Véronique femelle, (Mat. med.) V. Velvote.

Véronique, s. f. terme formé de vera-icon, vraie image : on l’applique aux portraits ou représentations de la face de notre Seigneur Jesus-christ, imprimée ou peinte sur des mouchoirs.

Les véroniques ou saintes faces sont des imitations d’un célebre original, que l’on conserve avec beaucoup de vénération dans l’église de S. Pierre à Rome, & que quelques-uns croient avoir été le mouchoir qui servit à couvrir le visage de Jesus-Christ dans le sépulcre.

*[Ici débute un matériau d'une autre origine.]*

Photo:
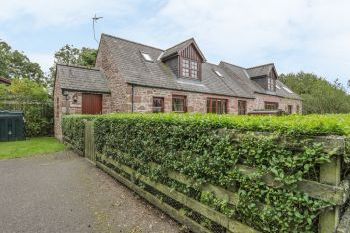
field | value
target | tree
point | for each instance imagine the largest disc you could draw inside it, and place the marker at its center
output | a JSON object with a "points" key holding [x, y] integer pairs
{"points": [[319, 96], [24, 90], [15, 64], [71, 55]]}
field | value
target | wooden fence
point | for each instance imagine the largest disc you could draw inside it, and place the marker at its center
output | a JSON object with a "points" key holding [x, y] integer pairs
{"points": [[329, 188]]}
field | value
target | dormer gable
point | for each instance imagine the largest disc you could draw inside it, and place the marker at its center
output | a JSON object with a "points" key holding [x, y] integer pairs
{"points": [[185, 59], [264, 75]]}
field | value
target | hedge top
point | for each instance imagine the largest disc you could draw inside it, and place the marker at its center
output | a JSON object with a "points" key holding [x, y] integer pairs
{"points": [[309, 125]]}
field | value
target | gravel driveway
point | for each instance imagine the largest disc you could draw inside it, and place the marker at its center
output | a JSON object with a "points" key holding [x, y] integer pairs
{"points": [[63, 192]]}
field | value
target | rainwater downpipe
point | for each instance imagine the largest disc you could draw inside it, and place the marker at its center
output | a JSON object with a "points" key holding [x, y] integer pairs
{"points": [[132, 97]]}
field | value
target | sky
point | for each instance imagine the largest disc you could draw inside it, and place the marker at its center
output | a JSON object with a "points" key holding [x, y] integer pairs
{"points": [[296, 35]]}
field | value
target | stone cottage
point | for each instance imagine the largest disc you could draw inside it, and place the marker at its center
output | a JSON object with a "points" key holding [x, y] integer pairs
{"points": [[133, 77]]}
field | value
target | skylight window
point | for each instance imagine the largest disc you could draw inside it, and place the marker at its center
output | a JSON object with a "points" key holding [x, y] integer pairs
{"points": [[218, 73], [288, 90], [146, 56]]}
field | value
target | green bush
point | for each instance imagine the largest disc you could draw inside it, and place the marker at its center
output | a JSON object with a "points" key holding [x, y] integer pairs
{"points": [[207, 149], [73, 129]]}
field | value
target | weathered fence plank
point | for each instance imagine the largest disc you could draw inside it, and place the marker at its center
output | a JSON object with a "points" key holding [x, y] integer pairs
{"points": [[329, 188], [172, 212], [206, 211], [90, 150], [330, 174]]}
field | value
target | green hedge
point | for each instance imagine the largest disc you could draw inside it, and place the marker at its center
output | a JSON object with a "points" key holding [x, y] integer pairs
{"points": [[206, 148], [73, 129]]}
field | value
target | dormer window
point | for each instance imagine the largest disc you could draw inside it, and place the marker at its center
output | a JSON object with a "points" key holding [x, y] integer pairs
{"points": [[189, 68], [147, 57], [270, 84], [186, 68], [288, 90], [218, 73]]}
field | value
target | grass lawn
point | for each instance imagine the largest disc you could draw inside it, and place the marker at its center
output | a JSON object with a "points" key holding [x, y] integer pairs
{"points": [[33, 146]]}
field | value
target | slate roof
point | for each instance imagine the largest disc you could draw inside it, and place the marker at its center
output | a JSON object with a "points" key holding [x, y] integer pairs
{"points": [[82, 79], [244, 77], [236, 81], [175, 49], [137, 71], [5, 80]]}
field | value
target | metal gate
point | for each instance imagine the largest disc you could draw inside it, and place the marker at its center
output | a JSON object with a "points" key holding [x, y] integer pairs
{"points": [[11, 126], [89, 141]]}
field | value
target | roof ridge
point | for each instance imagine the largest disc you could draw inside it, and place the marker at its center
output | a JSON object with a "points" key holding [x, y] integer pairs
{"points": [[261, 65], [130, 41], [78, 66], [210, 63], [179, 43], [232, 65]]}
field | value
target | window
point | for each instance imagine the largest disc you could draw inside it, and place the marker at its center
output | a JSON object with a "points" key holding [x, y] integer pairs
{"points": [[242, 107], [186, 68], [288, 90], [271, 105], [218, 106], [218, 73], [58, 106], [194, 69], [270, 84], [146, 56], [179, 103], [189, 68], [158, 104]]}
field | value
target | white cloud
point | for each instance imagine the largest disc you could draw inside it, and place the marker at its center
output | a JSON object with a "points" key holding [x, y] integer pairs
{"points": [[301, 34], [63, 13], [45, 60]]}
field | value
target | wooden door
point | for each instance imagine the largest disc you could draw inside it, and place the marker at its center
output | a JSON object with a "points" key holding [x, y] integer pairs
{"points": [[92, 104]]}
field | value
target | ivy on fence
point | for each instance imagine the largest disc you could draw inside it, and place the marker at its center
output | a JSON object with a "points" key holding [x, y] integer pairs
{"points": [[211, 149]]}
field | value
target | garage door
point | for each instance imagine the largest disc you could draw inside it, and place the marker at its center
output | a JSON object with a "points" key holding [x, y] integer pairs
{"points": [[92, 104]]}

Il est bon en effet d’observer que le nom de véronique se donne uniquement à ces mouchoirs qui ne représentent autre chose que la face du Sauveur, car pour les linges qui représentent tout son corps, comme celui de Besançon, où l’on voit toute la partie antérieure de son corps en longueur, & celui de Turin qui fait voir la partie postérieure aussi-bien que l’antérieure, comme ayant enveloppé & couvert le corps tout entier ; on les appelle suaires.

Le premier ouvrage où il soit fait mention de la véronique, est un cérémonial compilé en 1143, & dédié au pape Célestin, par Benoît, chanoine de S. Pierre : on n’y a pas marqué le tems qu’elle fut apportée à Rome.

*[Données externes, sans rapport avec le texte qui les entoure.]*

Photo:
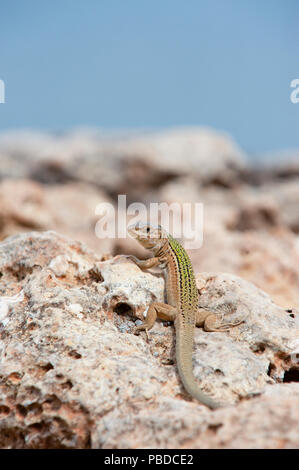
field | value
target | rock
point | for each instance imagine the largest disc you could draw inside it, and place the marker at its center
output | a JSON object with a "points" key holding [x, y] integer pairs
{"points": [[69, 208], [72, 374], [129, 165]]}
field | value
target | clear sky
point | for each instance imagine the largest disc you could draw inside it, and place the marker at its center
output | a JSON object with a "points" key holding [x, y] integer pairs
{"points": [[153, 64]]}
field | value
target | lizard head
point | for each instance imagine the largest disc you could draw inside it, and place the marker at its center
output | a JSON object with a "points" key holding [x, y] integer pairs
{"points": [[149, 236]]}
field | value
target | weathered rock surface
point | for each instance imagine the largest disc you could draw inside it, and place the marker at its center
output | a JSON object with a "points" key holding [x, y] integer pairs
{"points": [[68, 208], [73, 374]]}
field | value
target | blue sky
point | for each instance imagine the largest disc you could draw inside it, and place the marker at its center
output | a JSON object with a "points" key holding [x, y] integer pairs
{"points": [[121, 64]]}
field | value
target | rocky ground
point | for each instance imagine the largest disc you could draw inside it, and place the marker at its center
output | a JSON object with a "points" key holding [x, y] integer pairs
{"points": [[72, 374]]}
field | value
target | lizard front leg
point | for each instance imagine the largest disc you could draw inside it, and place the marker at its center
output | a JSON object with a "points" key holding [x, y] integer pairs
{"points": [[160, 310], [143, 264], [210, 322]]}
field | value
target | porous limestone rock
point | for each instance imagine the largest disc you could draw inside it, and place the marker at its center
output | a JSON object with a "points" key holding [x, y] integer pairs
{"points": [[72, 374]]}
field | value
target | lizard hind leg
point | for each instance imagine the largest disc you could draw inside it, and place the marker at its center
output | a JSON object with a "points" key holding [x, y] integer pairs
{"points": [[211, 323]]}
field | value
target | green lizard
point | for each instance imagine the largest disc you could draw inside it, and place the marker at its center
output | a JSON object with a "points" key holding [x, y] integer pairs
{"points": [[182, 298]]}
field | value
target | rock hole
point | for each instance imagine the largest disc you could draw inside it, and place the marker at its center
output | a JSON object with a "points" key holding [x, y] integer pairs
{"points": [[291, 375], [95, 276], [47, 367], [4, 411], [122, 308], [271, 369], [74, 354], [21, 411]]}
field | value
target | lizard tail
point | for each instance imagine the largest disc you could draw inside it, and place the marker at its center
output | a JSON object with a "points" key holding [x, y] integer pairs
{"points": [[184, 348]]}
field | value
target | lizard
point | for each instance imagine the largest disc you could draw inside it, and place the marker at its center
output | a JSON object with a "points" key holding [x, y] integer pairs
{"points": [[182, 300]]}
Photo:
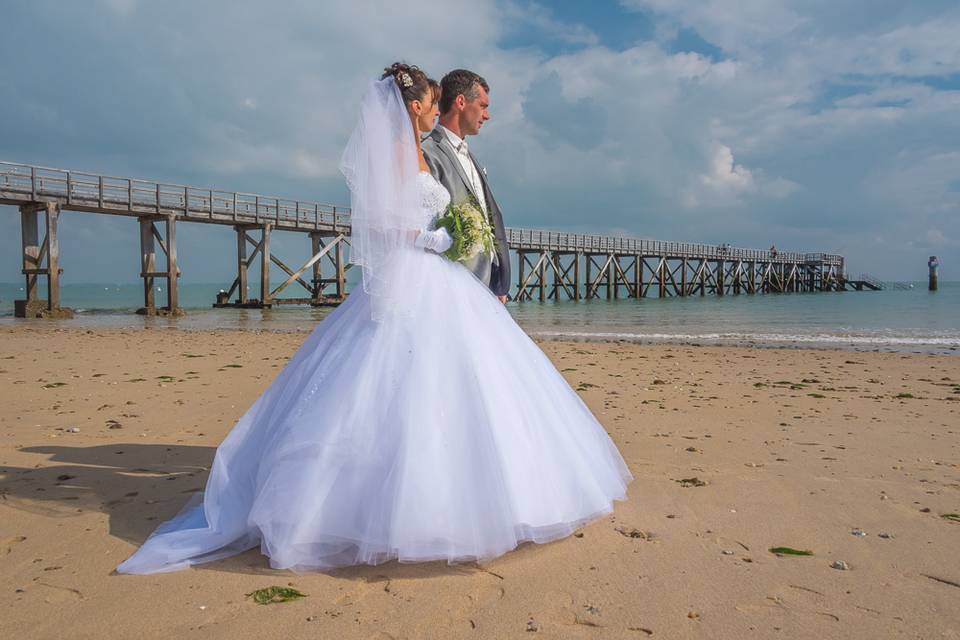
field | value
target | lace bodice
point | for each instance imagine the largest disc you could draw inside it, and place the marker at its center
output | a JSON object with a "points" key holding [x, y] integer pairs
{"points": [[434, 197]]}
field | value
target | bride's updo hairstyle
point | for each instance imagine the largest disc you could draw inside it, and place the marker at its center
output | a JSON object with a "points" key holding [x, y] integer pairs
{"points": [[413, 83]]}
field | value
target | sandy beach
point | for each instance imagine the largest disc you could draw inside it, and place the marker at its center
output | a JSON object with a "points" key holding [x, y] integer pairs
{"points": [[853, 456]]}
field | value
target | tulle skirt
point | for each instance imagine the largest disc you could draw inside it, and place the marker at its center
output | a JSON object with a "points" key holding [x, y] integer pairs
{"points": [[448, 435]]}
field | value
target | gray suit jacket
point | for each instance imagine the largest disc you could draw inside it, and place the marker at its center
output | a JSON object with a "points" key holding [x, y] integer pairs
{"points": [[442, 159]]}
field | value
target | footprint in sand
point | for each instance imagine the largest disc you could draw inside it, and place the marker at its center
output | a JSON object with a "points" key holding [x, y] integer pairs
{"points": [[11, 542]]}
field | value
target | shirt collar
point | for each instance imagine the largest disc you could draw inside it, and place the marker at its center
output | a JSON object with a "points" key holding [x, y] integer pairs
{"points": [[454, 139]]}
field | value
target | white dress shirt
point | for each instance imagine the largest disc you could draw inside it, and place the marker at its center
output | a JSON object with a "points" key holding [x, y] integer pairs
{"points": [[463, 155]]}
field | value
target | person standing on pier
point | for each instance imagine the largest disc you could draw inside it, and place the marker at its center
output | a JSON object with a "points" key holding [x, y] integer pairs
{"points": [[464, 107], [417, 421]]}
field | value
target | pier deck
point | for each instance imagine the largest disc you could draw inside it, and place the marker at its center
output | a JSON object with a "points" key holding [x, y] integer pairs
{"points": [[551, 264]]}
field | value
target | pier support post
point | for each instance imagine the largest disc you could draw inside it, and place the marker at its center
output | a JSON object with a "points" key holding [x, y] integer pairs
{"points": [[33, 254], [149, 239], [542, 275], [265, 265], [173, 271], [576, 275], [611, 283], [148, 265], [243, 293], [32, 259]]}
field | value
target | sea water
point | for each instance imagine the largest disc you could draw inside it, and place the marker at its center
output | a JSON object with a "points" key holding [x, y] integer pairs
{"points": [[895, 319]]}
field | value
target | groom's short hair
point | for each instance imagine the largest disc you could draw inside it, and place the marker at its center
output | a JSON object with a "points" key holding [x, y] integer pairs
{"points": [[460, 81]]}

Des peintres représentent quelquefois la véronique soutenue par les mains d’un ange, mais plus communément par celles d’une femme, que le commun du peuple s’imagine avoir été une sainte, nommée véronique. Quelques-uns se sont imaginés qu’il pouvoit y avoir eu une femme juive de ce nom à Jérusalem, qui présenta son mouchoir à notre Seigneur comme on le menoit au Calvaire, pour essuyer son visage tout couvert de sang & de sueur, & que l’image de sa face s’y imprima miraculeusement.

De la possibilité de ce miracle, on passa bientôt à soutenir la réalité de l’existence de cette femme, nommée Bérénice ou Véronique, & l’on voit dans les voyages que Bernard de Bredemback, doyen de Mayence, fit à la Terre-sainte, en 1483, & qui furent imprimés en 1502, qu’il n’y avoit pas encore long-tems qu’on avoit trouvé à Jérusalem la véritable maison de Véronique ; d’autres ont cru que cette femme étoit l’hémorhoïsse de l’Evangile, & l’ont en conséquence invoquée pour la guérison du mal dont Jesus-Christ l’avoit délivrée. C’est ce qui se pratique particulierement à S. Gilles de Valenciennes, où l’on appelle communément cette sainte, sainte Venice, diminutif du génitif Veronicæ.

Mais il n’y en a rien, ni dans les anciens martyrologes, ni dans le romain, ce qui a fait penser à M. de Tillemont que tout ce qu’on en avance est destitué de fondement.